I don't want to eschew
fat grapes bursting on my tongue
raisins sticky-dark sweet

to lose the sensation of
emerging from the funeral parlor
blinking in the wet sunlight

to set myself apart
never raising my glass in song
unthreaded from the tapestry

so I settle into the chair
I tip my head back, close my eyes
and relish the clench of towel

afterward, I toss my head
to feel the swish, the gift
of air on the back of my neck

and all the oaths
I haven't uttered
crackle salty on my tongue


This week's Torah portion, Naso, contains much to work with. The prose d'var Torah that I posted earlier this week (a Radical Torah repost) focused on the ritual of the sotah. This week's Torah poem, in contrast, rose out of a different part of the portion: the laws of the nazir (sometimes rendered "Nazirite" in English), someone who takes on particular stringencies as part of a vow to God.

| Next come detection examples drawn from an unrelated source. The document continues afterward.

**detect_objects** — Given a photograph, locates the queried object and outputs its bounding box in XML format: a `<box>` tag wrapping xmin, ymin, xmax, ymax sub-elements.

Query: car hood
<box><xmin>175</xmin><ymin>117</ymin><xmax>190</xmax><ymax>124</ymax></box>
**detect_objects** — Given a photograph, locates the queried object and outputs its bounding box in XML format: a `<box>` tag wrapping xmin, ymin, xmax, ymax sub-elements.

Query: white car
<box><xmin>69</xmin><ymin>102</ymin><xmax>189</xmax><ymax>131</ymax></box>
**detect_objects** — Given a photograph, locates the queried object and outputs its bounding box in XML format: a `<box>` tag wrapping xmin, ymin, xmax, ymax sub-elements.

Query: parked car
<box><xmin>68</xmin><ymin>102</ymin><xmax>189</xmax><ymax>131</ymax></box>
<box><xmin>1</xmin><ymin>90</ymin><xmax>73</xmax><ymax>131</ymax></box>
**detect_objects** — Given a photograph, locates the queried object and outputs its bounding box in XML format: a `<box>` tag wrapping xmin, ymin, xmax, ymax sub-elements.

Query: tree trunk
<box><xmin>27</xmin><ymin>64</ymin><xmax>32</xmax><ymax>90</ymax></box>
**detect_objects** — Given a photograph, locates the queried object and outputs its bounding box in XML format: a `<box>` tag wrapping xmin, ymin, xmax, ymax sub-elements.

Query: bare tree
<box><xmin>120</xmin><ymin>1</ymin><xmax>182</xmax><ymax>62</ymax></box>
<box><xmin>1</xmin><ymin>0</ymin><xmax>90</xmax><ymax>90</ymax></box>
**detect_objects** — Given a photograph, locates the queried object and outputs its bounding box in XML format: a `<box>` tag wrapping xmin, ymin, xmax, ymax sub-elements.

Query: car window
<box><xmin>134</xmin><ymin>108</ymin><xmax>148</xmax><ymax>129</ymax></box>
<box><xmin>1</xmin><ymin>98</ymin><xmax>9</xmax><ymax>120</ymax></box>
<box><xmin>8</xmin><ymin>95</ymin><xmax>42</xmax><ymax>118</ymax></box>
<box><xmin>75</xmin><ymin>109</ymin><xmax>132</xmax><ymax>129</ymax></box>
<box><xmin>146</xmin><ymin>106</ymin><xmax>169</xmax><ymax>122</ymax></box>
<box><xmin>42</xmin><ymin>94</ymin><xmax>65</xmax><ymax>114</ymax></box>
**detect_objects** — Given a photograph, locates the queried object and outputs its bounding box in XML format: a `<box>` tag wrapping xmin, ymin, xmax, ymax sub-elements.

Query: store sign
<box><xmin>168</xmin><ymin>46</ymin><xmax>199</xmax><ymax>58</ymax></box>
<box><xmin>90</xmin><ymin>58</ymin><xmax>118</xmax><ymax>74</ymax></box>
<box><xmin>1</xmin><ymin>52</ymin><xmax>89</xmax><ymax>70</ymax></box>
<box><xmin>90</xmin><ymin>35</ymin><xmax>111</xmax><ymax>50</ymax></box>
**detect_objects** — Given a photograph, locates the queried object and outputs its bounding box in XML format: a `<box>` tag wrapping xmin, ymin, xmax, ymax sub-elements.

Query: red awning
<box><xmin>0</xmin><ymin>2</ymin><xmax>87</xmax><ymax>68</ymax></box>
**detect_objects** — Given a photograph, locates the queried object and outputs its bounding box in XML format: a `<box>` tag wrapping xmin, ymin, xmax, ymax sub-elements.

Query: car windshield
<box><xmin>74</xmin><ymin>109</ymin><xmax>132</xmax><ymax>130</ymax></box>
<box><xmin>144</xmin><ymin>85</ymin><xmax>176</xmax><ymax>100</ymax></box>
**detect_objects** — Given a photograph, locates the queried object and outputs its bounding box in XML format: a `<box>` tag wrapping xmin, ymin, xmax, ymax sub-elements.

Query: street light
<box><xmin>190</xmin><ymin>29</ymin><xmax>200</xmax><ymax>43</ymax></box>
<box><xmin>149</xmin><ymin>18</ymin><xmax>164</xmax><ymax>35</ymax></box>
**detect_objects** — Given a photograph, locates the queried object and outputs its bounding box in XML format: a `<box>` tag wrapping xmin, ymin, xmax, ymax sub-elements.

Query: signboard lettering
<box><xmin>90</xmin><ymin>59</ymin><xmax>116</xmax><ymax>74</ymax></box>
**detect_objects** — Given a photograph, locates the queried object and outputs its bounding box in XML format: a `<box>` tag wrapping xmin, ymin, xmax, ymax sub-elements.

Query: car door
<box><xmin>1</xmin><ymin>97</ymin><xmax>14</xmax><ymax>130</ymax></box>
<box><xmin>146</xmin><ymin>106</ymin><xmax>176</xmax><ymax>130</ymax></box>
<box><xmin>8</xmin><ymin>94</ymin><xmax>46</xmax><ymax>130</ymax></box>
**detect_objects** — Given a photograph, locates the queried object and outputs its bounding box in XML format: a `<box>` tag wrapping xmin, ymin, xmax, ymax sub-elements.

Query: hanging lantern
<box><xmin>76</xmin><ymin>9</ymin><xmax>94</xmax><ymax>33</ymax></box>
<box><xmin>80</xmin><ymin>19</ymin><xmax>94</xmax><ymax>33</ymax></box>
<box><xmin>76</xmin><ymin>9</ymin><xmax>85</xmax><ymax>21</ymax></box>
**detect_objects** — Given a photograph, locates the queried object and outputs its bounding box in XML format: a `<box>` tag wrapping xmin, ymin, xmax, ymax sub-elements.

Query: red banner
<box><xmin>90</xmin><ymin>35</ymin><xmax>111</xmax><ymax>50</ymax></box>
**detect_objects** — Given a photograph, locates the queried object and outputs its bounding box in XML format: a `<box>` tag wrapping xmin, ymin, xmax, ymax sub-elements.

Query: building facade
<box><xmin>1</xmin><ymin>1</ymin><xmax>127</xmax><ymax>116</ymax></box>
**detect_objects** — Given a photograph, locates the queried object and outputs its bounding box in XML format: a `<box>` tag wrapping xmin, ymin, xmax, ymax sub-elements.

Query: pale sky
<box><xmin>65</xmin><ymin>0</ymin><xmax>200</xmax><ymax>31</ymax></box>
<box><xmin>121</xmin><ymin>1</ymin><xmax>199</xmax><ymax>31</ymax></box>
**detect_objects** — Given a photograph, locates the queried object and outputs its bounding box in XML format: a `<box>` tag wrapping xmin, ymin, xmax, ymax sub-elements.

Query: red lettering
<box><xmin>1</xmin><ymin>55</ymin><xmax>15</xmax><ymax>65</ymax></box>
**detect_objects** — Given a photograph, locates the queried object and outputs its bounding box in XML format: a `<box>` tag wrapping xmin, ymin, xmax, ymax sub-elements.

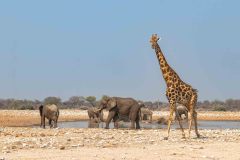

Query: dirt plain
<box><xmin>0</xmin><ymin>110</ymin><xmax>240</xmax><ymax>160</ymax></box>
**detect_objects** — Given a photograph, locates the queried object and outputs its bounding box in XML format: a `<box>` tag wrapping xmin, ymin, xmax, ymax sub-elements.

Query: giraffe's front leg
<box><xmin>188</xmin><ymin>94</ymin><xmax>200</xmax><ymax>138</ymax></box>
<box><xmin>175</xmin><ymin>109</ymin><xmax>186</xmax><ymax>138</ymax></box>
<box><xmin>164</xmin><ymin>102</ymin><xmax>176</xmax><ymax>140</ymax></box>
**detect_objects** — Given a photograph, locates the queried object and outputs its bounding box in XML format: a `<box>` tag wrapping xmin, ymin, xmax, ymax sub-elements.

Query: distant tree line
<box><xmin>0</xmin><ymin>96</ymin><xmax>240</xmax><ymax>111</ymax></box>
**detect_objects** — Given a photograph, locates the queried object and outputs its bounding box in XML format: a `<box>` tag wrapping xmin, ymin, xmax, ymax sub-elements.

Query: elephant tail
<box><xmin>39</xmin><ymin>105</ymin><xmax>43</xmax><ymax>117</ymax></box>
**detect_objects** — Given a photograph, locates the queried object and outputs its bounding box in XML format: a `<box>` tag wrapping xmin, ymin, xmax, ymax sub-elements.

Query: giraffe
<box><xmin>150</xmin><ymin>34</ymin><xmax>200</xmax><ymax>140</ymax></box>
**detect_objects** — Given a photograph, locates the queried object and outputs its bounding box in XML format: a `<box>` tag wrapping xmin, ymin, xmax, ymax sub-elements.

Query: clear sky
<box><xmin>0</xmin><ymin>0</ymin><xmax>240</xmax><ymax>101</ymax></box>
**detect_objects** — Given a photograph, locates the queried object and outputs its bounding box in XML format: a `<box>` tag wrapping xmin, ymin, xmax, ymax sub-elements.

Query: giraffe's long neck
<box><xmin>155</xmin><ymin>44</ymin><xmax>180</xmax><ymax>86</ymax></box>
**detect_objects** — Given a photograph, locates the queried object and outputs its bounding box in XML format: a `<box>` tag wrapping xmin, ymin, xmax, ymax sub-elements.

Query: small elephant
<box><xmin>39</xmin><ymin>104</ymin><xmax>59</xmax><ymax>128</ymax></box>
<box><xmin>100</xmin><ymin>97</ymin><xmax>141</xmax><ymax>129</ymax></box>
<box><xmin>141</xmin><ymin>108</ymin><xmax>153</xmax><ymax>123</ymax></box>
<box><xmin>88</xmin><ymin>107</ymin><xmax>103</xmax><ymax>123</ymax></box>
<box><xmin>175</xmin><ymin>105</ymin><xmax>188</xmax><ymax>120</ymax></box>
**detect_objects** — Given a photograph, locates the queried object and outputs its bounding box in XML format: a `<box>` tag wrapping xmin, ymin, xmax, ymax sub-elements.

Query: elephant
<box><xmin>175</xmin><ymin>105</ymin><xmax>188</xmax><ymax>120</ymax></box>
<box><xmin>100</xmin><ymin>97</ymin><xmax>141</xmax><ymax>129</ymax></box>
<box><xmin>87</xmin><ymin>107</ymin><xmax>104</xmax><ymax>123</ymax></box>
<box><xmin>39</xmin><ymin>104</ymin><xmax>59</xmax><ymax>128</ymax></box>
<box><xmin>141</xmin><ymin>108</ymin><xmax>153</xmax><ymax>123</ymax></box>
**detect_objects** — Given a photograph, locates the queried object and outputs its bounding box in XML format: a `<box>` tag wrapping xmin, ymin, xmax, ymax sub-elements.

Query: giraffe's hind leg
<box><xmin>175</xmin><ymin>109</ymin><xmax>185</xmax><ymax>138</ymax></box>
<box><xmin>164</xmin><ymin>102</ymin><xmax>176</xmax><ymax>140</ymax></box>
<box><xmin>188</xmin><ymin>93</ymin><xmax>200</xmax><ymax>138</ymax></box>
<box><xmin>193</xmin><ymin>111</ymin><xmax>200</xmax><ymax>138</ymax></box>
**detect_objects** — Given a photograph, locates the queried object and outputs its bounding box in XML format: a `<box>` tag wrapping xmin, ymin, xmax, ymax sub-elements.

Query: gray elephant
<box><xmin>175</xmin><ymin>105</ymin><xmax>188</xmax><ymax>120</ymax></box>
<box><xmin>87</xmin><ymin>107</ymin><xmax>104</xmax><ymax>123</ymax></box>
<box><xmin>39</xmin><ymin>104</ymin><xmax>59</xmax><ymax>128</ymax></box>
<box><xmin>100</xmin><ymin>97</ymin><xmax>141</xmax><ymax>129</ymax></box>
<box><xmin>141</xmin><ymin>108</ymin><xmax>153</xmax><ymax>123</ymax></box>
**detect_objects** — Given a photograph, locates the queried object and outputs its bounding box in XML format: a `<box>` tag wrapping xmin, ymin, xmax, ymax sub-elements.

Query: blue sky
<box><xmin>0</xmin><ymin>0</ymin><xmax>240</xmax><ymax>101</ymax></box>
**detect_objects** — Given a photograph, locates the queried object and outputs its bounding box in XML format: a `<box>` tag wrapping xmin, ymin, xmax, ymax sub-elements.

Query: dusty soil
<box><xmin>0</xmin><ymin>127</ymin><xmax>240</xmax><ymax>160</ymax></box>
<box><xmin>0</xmin><ymin>110</ymin><xmax>240</xmax><ymax>160</ymax></box>
<box><xmin>0</xmin><ymin>109</ymin><xmax>240</xmax><ymax>127</ymax></box>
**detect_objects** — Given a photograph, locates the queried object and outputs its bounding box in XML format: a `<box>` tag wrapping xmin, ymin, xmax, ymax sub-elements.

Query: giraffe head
<box><xmin>150</xmin><ymin>34</ymin><xmax>159</xmax><ymax>49</ymax></box>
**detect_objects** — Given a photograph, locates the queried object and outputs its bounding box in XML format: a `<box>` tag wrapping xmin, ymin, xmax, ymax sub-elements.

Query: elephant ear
<box><xmin>106</xmin><ymin>98</ymin><xmax>117</xmax><ymax>111</ymax></box>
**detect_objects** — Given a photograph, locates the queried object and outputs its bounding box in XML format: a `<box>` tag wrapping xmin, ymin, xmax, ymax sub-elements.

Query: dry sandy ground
<box><xmin>0</xmin><ymin>109</ymin><xmax>240</xmax><ymax>127</ymax></box>
<box><xmin>0</xmin><ymin>110</ymin><xmax>240</xmax><ymax>160</ymax></box>
<box><xmin>0</xmin><ymin>127</ymin><xmax>240</xmax><ymax>160</ymax></box>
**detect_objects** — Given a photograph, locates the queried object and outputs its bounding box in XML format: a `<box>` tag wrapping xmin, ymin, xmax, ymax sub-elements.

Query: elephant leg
<box><xmin>113</xmin><ymin>114</ymin><xmax>119</xmax><ymax>129</ymax></box>
<box><xmin>129</xmin><ymin>106</ymin><xmax>139</xmax><ymax>129</ymax></box>
<box><xmin>105</xmin><ymin>110</ymin><xmax>116</xmax><ymax>129</ymax></box>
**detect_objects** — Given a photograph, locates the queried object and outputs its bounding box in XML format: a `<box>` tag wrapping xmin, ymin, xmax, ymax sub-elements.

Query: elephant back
<box><xmin>43</xmin><ymin>104</ymin><xmax>59</xmax><ymax>119</ymax></box>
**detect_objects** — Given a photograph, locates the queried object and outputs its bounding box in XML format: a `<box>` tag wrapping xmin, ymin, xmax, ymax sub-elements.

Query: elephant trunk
<box><xmin>39</xmin><ymin>105</ymin><xmax>43</xmax><ymax>117</ymax></box>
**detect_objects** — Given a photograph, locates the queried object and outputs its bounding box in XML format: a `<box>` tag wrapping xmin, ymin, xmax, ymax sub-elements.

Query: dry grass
<box><xmin>0</xmin><ymin>109</ymin><xmax>240</xmax><ymax>127</ymax></box>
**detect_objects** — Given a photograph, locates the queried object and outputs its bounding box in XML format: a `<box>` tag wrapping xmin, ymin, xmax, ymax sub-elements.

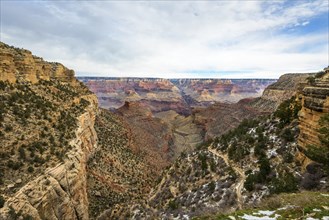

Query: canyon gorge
<box><xmin>0</xmin><ymin>42</ymin><xmax>329</xmax><ymax>220</ymax></box>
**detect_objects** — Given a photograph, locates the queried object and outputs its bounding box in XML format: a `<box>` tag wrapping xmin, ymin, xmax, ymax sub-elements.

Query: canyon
<box><xmin>78</xmin><ymin>77</ymin><xmax>276</xmax><ymax>115</ymax></box>
<box><xmin>0</xmin><ymin>43</ymin><xmax>329</xmax><ymax>219</ymax></box>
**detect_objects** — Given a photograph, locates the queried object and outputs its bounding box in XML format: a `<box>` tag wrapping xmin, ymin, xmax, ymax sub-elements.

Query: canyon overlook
<box><xmin>78</xmin><ymin>77</ymin><xmax>276</xmax><ymax>115</ymax></box>
<box><xmin>0</xmin><ymin>43</ymin><xmax>329</xmax><ymax>220</ymax></box>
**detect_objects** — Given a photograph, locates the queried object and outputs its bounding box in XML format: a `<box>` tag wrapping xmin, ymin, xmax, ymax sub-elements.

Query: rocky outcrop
<box><xmin>251</xmin><ymin>73</ymin><xmax>315</xmax><ymax>112</ymax></box>
<box><xmin>79</xmin><ymin>77</ymin><xmax>276</xmax><ymax>111</ymax></box>
<box><xmin>0</xmin><ymin>43</ymin><xmax>98</xmax><ymax>219</ymax></box>
<box><xmin>298</xmin><ymin>68</ymin><xmax>329</xmax><ymax>149</ymax></box>
<box><xmin>1</xmin><ymin>102</ymin><xmax>97</xmax><ymax>219</ymax></box>
<box><xmin>0</xmin><ymin>42</ymin><xmax>75</xmax><ymax>83</ymax></box>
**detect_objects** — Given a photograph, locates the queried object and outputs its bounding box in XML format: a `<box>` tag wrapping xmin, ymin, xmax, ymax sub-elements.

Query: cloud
<box><xmin>1</xmin><ymin>0</ymin><xmax>329</xmax><ymax>78</ymax></box>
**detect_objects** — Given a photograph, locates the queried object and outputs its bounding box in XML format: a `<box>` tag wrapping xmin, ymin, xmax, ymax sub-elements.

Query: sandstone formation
<box><xmin>0</xmin><ymin>42</ymin><xmax>75</xmax><ymax>83</ymax></box>
<box><xmin>298</xmin><ymin>68</ymin><xmax>329</xmax><ymax>149</ymax></box>
<box><xmin>193</xmin><ymin>102</ymin><xmax>264</xmax><ymax>140</ymax></box>
<box><xmin>0</xmin><ymin>43</ymin><xmax>98</xmax><ymax>219</ymax></box>
<box><xmin>171</xmin><ymin>79</ymin><xmax>276</xmax><ymax>106</ymax></box>
<box><xmin>79</xmin><ymin>77</ymin><xmax>276</xmax><ymax>115</ymax></box>
<box><xmin>1</xmin><ymin>105</ymin><xmax>97</xmax><ymax>219</ymax></box>
<box><xmin>79</xmin><ymin>77</ymin><xmax>190</xmax><ymax>114</ymax></box>
<box><xmin>250</xmin><ymin>73</ymin><xmax>315</xmax><ymax>112</ymax></box>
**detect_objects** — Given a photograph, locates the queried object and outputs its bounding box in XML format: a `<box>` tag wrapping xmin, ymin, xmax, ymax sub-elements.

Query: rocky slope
<box><xmin>79</xmin><ymin>77</ymin><xmax>276</xmax><ymax>112</ymax></box>
<box><xmin>171</xmin><ymin>79</ymin><xmax>276</xmax><ymax>106</ymax></box>
<box><xmin>250</xmin><ymin>73</ymin><xmax>315</xmax><ymax>112</ymax></box>
<box><xmin>298</xmin><ymin>68</ymin><xmax>329</xmax><ymax>149</ymax></box>
<box><xmin>0</xmin><ymin>43</ymin><xmax>98</xmax><ymax>219</ymax></box>
<box><xmin>127</xmin><ymin>91</ymin><xmax>329</xmax><ymax>219</ymax></box>
<box><xmin>79</xmin><ymin>77</ymin><xmax>190</xmax><ymax>114</ymax></box>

Because it is no longer possible to end a term as a nazir (the Torah ritual depends on making sacrifices at the Temple which hasn't stood in two thousand years), rabbinic authorities today discourage the taking-on of these vows in the strongest of terms. Judaism has never been a tradition of asceticism. But I found the images in this part of this week's Torah portion deeply evocative, and they sparked the images in this week's poem.

Does anything about the idea of the nazir speak to you, either in a positive way or a negative one? What does this poem, or this Torah portion, raise for you?